# APEX STATS Dataset
Prepared by Michelle Baca Reinke

## Source Attribution

Author: Data Copyright &copy; Realinho et. al. (2021), All Rights Reserved

Title: Predict students' dropout and academic success

Source: [Predict students' dropout and academic success](https://zenodo.org/records/5777340#.Y7FJotJBwUE)

License: CC0: Public Domain

Changes: Data have been adapted for APEX STATS by Michelle Baca Reinke; data has been condensed into a subset of specific variables in the example version.


## Description of the Original Data


The original dataset provides a comprehensive view of students enrolled in various undergraduate degrees offered at a higher education institution in Portugal. It includes demographic data, social-economic factors and academic performance information that can be used to analyze the possible predictors of student dropout and academic success. The dataset contains multiple disjoint databases consisting of relevant information available at the time of enrollment, such as application mode, marital status, course chosen, and more. Data can be used to estimate overall student performance at the end of each semester by assessing curricular units credited/enrolled/evaluated/approved as well as their respective grades.

Unemployment rate, inflation rate, and GDP from the region can help further understand how economic factors play into student dropout rates or academic success outcomes and provide valuable insight into what motivates students to stay in school or abandon their studies for a wide range of disciplines such as agronomy, design, education nursing journalism management social service or technologies.

The full dataset can be downloaded [here](https://www.kaggle.com/datasets/thedevastator/higher-education-predictors-of-student-retention/data).

The original study can be found [here](https://www.mdpi.com/2306-5729/7/11/146) along with detailed descriptors of all variables.

## Description of the Example

Access this example using the file `example.csv`.
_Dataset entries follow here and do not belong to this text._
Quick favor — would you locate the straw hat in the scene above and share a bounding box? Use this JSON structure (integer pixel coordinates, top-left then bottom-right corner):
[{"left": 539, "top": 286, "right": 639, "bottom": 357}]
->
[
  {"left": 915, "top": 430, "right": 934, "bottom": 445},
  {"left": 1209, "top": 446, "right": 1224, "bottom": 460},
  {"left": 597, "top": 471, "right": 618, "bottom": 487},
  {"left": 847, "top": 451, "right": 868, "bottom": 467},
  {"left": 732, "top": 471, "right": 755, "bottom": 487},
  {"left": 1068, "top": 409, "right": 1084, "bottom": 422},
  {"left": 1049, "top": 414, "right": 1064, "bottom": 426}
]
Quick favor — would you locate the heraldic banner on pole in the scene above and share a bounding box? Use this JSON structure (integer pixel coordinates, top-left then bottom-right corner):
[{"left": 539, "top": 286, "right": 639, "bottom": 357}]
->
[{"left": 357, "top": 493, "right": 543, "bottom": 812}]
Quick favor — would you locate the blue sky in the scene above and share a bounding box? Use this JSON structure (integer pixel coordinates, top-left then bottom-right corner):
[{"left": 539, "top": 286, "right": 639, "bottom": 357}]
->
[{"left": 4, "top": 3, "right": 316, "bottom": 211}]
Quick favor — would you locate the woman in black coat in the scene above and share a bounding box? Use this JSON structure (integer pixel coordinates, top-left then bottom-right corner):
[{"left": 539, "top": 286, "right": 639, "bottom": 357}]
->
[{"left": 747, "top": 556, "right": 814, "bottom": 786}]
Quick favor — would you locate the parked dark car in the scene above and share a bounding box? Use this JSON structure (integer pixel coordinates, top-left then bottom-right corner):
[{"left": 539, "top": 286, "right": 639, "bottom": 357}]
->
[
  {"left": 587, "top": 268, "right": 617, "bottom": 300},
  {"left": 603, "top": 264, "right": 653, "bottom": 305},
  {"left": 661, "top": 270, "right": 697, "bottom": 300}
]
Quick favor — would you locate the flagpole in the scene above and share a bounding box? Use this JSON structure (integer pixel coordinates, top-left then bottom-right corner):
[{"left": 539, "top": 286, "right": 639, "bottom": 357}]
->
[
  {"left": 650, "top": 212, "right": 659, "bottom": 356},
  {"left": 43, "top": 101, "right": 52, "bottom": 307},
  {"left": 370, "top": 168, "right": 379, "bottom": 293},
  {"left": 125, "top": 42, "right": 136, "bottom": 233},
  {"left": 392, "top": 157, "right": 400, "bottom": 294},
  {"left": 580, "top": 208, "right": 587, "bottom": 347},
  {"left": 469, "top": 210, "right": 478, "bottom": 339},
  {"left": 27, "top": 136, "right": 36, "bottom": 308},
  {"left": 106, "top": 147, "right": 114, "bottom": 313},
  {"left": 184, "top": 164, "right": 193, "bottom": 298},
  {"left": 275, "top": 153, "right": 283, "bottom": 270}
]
The example file is a subset of the original data.

<br>

The following variables are included:

y: Age at the time of enrollment (Discrete)   
x: Grade 1st semester (Continuous: See note below)     
x1: Grade 2nd semester (Continuous: See note below)   
x2: Gender of the student (Dichotomous: 1 male, 0 female)    
x3: Scholarship holder (Dichotomous: 1 yes, 0 no)  
x4: International student (Dichotomous: 1 yes, 0 no)  
x5: End of Semester Status (Categorical: Dropout/Enrolled/Graduate)

<br>

Notes: The grades reflect the Portuguese grading system, rated from 0 to 20. More details on the grading system along with the international equivalence can be found [here](https://www.upt.pt/en/home/internationals/portuguese-grading-system-2/#:~:text=Notes%3A%20A%20grade%20below%20to,are%20even%20more%20rarely%20used.).
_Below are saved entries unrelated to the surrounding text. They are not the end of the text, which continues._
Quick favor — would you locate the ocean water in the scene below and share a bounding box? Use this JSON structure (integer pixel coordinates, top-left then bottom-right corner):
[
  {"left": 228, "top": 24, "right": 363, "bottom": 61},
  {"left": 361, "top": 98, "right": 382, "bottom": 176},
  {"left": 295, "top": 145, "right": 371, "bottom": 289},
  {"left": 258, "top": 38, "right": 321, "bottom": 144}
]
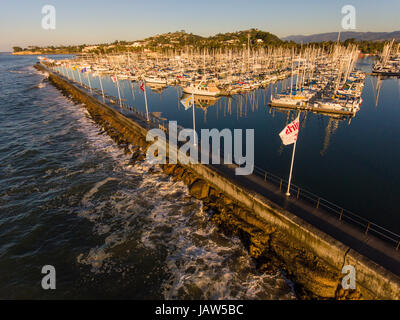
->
[{"left": 0, "top": 53, "right": 296, "bottom": 299}]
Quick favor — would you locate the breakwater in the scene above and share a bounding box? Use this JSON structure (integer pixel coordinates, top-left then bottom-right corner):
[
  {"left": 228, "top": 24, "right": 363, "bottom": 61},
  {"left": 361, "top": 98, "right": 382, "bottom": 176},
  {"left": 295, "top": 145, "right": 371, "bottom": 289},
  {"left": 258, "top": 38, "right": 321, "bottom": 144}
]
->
[{"left": 35, "top": 62, "right": 400, "bottom": 299}]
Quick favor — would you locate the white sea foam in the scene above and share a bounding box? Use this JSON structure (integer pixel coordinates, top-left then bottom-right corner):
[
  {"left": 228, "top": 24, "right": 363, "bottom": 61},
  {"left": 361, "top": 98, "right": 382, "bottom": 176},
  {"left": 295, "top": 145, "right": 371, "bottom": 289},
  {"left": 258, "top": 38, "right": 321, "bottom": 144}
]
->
[
  {"left": 77, "top": 248, "right": 112, "bottom": 273},
  {"left": 81, "top": 177, "right": 117, "bottom": 205},
  {"left": 37, "top": 82, "right": 46, "bottom": 89},
  {"left": 62, "top": 93, "right": 296, "bottom": 299}
]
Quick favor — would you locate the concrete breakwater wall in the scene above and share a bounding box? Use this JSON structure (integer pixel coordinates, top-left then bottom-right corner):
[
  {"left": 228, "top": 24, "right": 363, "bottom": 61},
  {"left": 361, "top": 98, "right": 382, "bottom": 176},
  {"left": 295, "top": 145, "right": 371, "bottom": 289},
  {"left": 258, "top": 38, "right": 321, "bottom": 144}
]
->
[{"left": 35, "top": 63, "right": 400, "bottom": 299}]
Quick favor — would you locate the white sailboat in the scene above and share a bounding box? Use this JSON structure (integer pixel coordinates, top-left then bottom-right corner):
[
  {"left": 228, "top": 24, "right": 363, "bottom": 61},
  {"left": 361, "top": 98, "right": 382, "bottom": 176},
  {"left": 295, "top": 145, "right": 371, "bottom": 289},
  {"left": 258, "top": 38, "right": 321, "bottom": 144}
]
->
[
  {"left": 182, "top": 82, "right": 221, "bottom": 96},
  {"left": 144, "top": 76, "right": 167, "bottom": 84}
]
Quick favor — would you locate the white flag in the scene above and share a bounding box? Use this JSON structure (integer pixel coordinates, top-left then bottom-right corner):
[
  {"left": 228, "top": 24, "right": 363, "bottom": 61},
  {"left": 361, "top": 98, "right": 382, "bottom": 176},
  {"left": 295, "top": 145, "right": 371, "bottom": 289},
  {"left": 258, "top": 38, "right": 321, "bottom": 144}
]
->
[
  {"left": 180, "top": 96, "right": 194, "bottom": 110},
  {"left": 279, "top": 115, "right": 300, "bottom": 145},
  {"left": 111, "top": 75, "right": 118, "bottom": 83}
]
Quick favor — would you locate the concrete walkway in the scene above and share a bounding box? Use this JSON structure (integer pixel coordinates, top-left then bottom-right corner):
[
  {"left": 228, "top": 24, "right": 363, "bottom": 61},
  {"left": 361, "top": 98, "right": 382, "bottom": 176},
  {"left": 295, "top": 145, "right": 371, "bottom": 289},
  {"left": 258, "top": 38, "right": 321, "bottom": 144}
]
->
[
  {"left": 53, "top": 70, "right": 400, "bottom": 278},
  {"left": 211, "top": 163, "right": 400, "bottom": 277},
  {"left": 98, "top": 83, "right": 400, "bottom": 277}
]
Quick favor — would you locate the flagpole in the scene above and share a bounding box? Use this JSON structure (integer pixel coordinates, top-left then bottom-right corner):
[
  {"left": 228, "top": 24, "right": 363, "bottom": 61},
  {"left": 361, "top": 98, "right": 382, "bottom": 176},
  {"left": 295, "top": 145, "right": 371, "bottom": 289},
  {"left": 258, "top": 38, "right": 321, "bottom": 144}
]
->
[
  {"left": 286, "top": 111, "right": 300, "bottom": 196},
  {"left": 78, "top": 69, "right": 83, "bottom": 86},
  {"left": 70, "top": 68, "right": 76, "bottom": 82},
  {"left": 192, "top": 78, "right": 204, "bottom": 147},
  {"left": 192, "top": 91, "right": 196, "bottom": 146},
  {"left": 69, "top": 67, "right": 74, "bottom": 81},
  {"left": 130, "top": 80, "right": 135, "bottom": 102},
  {"left": 86, "top": 72, "right": 92, "bottom": 93},
  {"left": 98, "top": 74, "right": 105, "bottom": 102},
  {"left": 285, "top": 140, "right": 297, "bottom": 196},
  {"left": 143, "top": 81, "right": 149, "bottom": 122},
  {"left": 116, "top": 77, "right": 122, "bottom": 109}
]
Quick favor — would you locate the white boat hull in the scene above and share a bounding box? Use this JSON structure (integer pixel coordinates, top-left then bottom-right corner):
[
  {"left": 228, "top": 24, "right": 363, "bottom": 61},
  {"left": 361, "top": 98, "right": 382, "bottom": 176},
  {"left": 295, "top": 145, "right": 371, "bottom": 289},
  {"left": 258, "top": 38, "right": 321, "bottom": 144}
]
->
[{"left": 182, "top": 87, "right": 220, "bottom": 97}]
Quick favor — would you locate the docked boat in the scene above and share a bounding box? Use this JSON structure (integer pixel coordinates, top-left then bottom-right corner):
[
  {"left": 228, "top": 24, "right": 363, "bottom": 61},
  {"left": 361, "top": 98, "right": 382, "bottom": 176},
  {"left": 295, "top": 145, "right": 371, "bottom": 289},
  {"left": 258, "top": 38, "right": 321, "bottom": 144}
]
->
[
  {"left": 147, "top": 82, "right": 167, "bottom": 94},
  {"left": 314, "top": 101, "right": 350, "bottom": 112},
  {"left": 144, "top": 76, "right": 167, "bottom": 84},
  {"left": 182, "top": 82, "right": 221, "bottom": 96}
]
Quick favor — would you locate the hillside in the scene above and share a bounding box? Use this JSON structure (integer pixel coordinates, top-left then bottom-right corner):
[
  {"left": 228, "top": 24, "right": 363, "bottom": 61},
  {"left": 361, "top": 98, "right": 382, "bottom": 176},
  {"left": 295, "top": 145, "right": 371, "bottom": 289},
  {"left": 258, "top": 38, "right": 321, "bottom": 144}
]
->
[
  {"left": 12, "top": 29, "right": 284, "bottom": 54},
  {"left": 207, "top": 29, "right": 282, "bottom": 46},
  {"left": 143, "top": 30, "right": 205, "bottom": 48},
  {"left": 142, "top": 29, "right": 282, "bottom": 49}
]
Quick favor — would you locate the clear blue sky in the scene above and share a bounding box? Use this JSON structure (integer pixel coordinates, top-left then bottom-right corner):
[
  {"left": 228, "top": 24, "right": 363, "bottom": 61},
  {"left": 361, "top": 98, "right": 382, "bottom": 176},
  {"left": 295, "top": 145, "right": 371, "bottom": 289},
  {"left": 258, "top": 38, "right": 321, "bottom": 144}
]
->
[{"left": 1, "top": 0, "right": 399, "bottom": 51}]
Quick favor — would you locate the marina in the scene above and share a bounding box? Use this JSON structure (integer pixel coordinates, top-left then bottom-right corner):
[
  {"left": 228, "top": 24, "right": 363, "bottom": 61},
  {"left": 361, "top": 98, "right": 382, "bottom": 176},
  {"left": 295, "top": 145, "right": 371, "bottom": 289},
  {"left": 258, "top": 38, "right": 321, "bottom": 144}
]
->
[
  {"left": 41, "top": 53, "right": 400, "bottom": 237},
  {"left": 44, "top": 42, "right": 366, "bottom": 118},
  {"left": 373, "top": 40, "right": 400, "bottom": 77},
  {"left": 3, "top": 0, "right": 400, "bottom": 302},
  {"left": 269, "top": 45, "right": 364, "bottom": 115}
]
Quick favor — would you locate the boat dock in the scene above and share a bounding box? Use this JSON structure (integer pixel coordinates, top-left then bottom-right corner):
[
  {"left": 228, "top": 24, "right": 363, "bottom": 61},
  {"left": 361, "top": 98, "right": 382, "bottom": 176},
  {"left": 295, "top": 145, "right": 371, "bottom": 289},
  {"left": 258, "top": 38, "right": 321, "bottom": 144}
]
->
[
  {"left": 268, "top": 101, "right": 356, "bottom": 116},
  {"left": 371, "top": 71, "right": 400, "bottom": 77}
]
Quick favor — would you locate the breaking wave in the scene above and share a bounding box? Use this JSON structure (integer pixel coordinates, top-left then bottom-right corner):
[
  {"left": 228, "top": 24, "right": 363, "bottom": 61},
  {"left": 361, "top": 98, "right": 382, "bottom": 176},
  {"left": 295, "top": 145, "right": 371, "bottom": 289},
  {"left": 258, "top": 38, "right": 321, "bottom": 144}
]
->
[{"left": 73, "top": 105, "right": 296, "bottom": 300}]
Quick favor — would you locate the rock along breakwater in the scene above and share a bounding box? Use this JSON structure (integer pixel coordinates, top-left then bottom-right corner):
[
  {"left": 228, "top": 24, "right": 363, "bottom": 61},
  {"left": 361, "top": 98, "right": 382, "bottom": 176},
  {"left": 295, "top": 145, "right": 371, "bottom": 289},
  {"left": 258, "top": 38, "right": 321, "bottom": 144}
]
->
[{"left": 35, "top": 63, "right": 400, "bottom": 300}]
## Discipline(s) Represented

- Education
- Sociology

## Dataset Preview

In [3]:
#@title Setup Example Data: Academic Success

# Import library
import pandas as pd

# Read data file: Academic Success
data = pd.read_csv('https://raw.githubusercontent.com/livid2nite/APEX/main/academic_success/example.csv')

# Preview data
data.head()

Unnamed: 0,y,x,x1,x2,x3,x4,x5
0,20,0.0,0.0,1,0,0,Dropout
1,19,14.0,13.666667,1,0,0,Graduate
2,19,0.0,0.0,1,0,0,Dropout
3,20,13.428571,12.4,0,0,0,Graduate
4,45,12.333333,13.0,0,0,0,Graduate


## Exploratory Analyses (untested)


This is a dataset with different types of variables, which opens up the possibility for a wide range of statistical analyses:

1. **Descriptive Statistics**:
   - Calculate summary statistics (mean, median, and standard deviation) for the age variable (y) to understand the age distribution at enrollment.
   - Examine the distribution of 1st and 2nd-semester grades (x and x1) using summary statistics and graphical representations (histograms, box plots).

2. **Gender Differences**:
   - Perform a t-test to compare the mean age at enrollment (y) between male and female students.
   - Explore if there are significant differences in 1st and 2nd-semester grades (x and x1) based on gender using t-tests.
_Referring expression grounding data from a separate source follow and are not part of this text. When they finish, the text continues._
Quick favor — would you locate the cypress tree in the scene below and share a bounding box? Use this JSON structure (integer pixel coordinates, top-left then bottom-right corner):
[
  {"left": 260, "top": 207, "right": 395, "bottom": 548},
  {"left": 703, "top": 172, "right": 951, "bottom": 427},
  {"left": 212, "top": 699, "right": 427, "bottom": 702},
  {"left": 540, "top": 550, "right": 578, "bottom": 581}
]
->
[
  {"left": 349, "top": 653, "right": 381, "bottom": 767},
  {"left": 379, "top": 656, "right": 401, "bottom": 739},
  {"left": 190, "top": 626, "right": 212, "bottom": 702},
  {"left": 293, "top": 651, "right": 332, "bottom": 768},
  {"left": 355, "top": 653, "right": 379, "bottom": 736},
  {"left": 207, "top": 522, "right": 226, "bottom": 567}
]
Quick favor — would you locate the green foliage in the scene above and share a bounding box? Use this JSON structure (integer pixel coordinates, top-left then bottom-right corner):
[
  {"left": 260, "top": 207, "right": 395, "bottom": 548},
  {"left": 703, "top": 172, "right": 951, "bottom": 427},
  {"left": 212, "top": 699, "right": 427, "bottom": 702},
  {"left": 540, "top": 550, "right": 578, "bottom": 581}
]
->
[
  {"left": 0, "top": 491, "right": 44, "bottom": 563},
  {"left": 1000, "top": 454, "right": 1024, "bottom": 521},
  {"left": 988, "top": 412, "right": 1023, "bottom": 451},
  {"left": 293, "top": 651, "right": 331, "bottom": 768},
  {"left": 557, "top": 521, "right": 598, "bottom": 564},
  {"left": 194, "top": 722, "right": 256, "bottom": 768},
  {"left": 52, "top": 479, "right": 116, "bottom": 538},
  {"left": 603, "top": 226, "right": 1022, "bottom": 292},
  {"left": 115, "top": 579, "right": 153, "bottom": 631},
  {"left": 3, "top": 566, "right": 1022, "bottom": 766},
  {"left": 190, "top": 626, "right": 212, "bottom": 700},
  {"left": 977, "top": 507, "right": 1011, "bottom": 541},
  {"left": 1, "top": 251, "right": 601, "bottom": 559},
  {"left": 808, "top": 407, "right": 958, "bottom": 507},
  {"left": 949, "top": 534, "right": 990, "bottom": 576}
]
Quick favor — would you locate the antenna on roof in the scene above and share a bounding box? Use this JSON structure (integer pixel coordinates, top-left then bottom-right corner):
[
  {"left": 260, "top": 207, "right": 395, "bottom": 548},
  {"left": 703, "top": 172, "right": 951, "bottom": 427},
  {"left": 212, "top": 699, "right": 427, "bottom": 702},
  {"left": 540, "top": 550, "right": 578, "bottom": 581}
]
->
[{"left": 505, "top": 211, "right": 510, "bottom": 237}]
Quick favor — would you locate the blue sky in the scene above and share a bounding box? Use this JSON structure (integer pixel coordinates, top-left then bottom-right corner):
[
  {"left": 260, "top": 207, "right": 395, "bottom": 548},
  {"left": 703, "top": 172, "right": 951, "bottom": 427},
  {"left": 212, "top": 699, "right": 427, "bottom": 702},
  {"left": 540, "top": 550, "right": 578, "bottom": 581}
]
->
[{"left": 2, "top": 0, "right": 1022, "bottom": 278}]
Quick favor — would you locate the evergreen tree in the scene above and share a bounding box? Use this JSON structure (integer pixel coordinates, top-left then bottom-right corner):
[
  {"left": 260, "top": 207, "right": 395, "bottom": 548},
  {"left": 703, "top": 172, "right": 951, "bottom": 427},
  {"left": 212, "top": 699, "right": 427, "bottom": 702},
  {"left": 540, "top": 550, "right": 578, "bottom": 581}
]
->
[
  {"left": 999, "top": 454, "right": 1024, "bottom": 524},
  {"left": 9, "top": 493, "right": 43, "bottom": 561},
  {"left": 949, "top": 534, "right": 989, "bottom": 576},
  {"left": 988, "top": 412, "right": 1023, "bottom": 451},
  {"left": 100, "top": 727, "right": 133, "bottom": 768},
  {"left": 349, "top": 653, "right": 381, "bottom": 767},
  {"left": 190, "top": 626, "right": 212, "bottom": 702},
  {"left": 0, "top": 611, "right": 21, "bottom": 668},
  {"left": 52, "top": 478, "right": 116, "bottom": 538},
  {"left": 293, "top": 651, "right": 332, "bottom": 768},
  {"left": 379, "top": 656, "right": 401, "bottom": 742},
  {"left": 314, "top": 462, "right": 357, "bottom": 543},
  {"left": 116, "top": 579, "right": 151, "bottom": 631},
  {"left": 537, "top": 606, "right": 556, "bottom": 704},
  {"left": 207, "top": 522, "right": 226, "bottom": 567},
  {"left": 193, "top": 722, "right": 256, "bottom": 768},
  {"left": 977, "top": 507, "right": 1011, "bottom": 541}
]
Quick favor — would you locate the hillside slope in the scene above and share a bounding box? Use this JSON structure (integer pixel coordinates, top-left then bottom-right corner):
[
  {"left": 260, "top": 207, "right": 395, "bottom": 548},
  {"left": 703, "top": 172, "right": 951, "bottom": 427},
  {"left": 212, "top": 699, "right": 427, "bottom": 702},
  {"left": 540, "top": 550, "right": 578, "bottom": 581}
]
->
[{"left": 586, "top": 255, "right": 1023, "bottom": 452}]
3. **Scholarship Impact**:
   - Conduct a comparison of means or regression analysis to investigate how scholarship status (x3) affects 1st and 2nd-semester grades (x and x1).

4. **International Students and Citizens**:
   - Compare the distribution of age at enrollment (y) between international and students that are citizens using t-tests.
   - Analyze if international students (x4) have significantly different grade outcomes (x and x1) compared to students that are citizens.

5. **End of Semester Status**:
   - Create frequency tables and bar charts to visualize the distribution of end-of-semester status (x5) categories.


6. **Correlation Analysis**:
   - Calculate correlation coefficients (e.g., Pearson) to assess the relationships between age at enrollment (y) and 1st/2nd-semester grades (x and x1).

8. **Data Visualization**:
   - Create scatter plots to visualize the relationships between variables like age, 1st/2nd-semester grades, and end-of-semester status.